- Original poster
- Directed by: Peter Sohn
- Written by: Peter Sohn
- Produced by: Kevin Reher
- Starring: Tony Fucile Lori Richardson
- Edited by: Jason Hudak
- Music by: Michael Giacchino
- Production company: Pixar Animation Studios
- Distributed by: Walt Disney Studios Motion Pictures
- Release date: May 29, 2009 (with Up);
- Running time: 5:45
- Country: United States

= Partly Cloudy =

Partly Cloudy is a 2009 American animated comedy short film, written and directed by Peter Sohn and produced by Kevin Reher. It was shown in theaters before Pixar's feature film Up and is a special feature on its DVD and Blu-ray release. It was included in the Animation Show of Shows in 2009.

In a CGSociety article, Sohn says his idea for the film came from watching Dumbo as a child: in the movie, a stork delivers Dumbo, leading a young Sohn to wonder where the birds got their babies from. His conclusion was that the babies came from clouds, hence the need for flying animals to deliver them.

== Plot ==
All day long, cheerful clouds in the sky make cute and cuddly babies, such as human boys and girls, kittens, puppies, and other creatures, and give them to storks for delivery to the expectant parents. However, one lonely gray cloud named Gus has the task of creating animals that are cute but not so cuddly. His delivery stork, Peck, gets the worst of it, being bitten by a crocodile, butted by a bighorn sheep, and pricked by a porcupine. When Peck sees that his next delivery is a baby shark, he grows more than a little fearful and flies away.

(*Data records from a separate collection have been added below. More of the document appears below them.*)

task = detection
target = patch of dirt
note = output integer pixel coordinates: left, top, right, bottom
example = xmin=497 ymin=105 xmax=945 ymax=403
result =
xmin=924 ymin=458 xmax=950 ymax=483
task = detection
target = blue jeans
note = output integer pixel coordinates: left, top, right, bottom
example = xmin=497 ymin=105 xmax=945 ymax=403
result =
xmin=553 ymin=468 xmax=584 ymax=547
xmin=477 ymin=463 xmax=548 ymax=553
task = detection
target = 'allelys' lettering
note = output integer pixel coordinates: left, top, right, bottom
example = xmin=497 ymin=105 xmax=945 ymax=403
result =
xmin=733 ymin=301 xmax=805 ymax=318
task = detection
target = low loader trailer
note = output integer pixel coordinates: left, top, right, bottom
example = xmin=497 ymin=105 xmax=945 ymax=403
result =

Feeling rejected, despondent, and angry, Gus unleashes a brief thunderstorm, then starts crying with rain pouring from below him. Peck, however, soon returns with a football helmet and shoulder pads, created for him by another cloud to keep him safe (alluded to in an earlier scene, where the same cloud creates a baby that would grow to love football). Gus instantly cheers up and gives Peck an electric eel to deliver, which shocks him despite the protective equipment; this time, though, Peck remains in good (but slightly frazzled) spirits.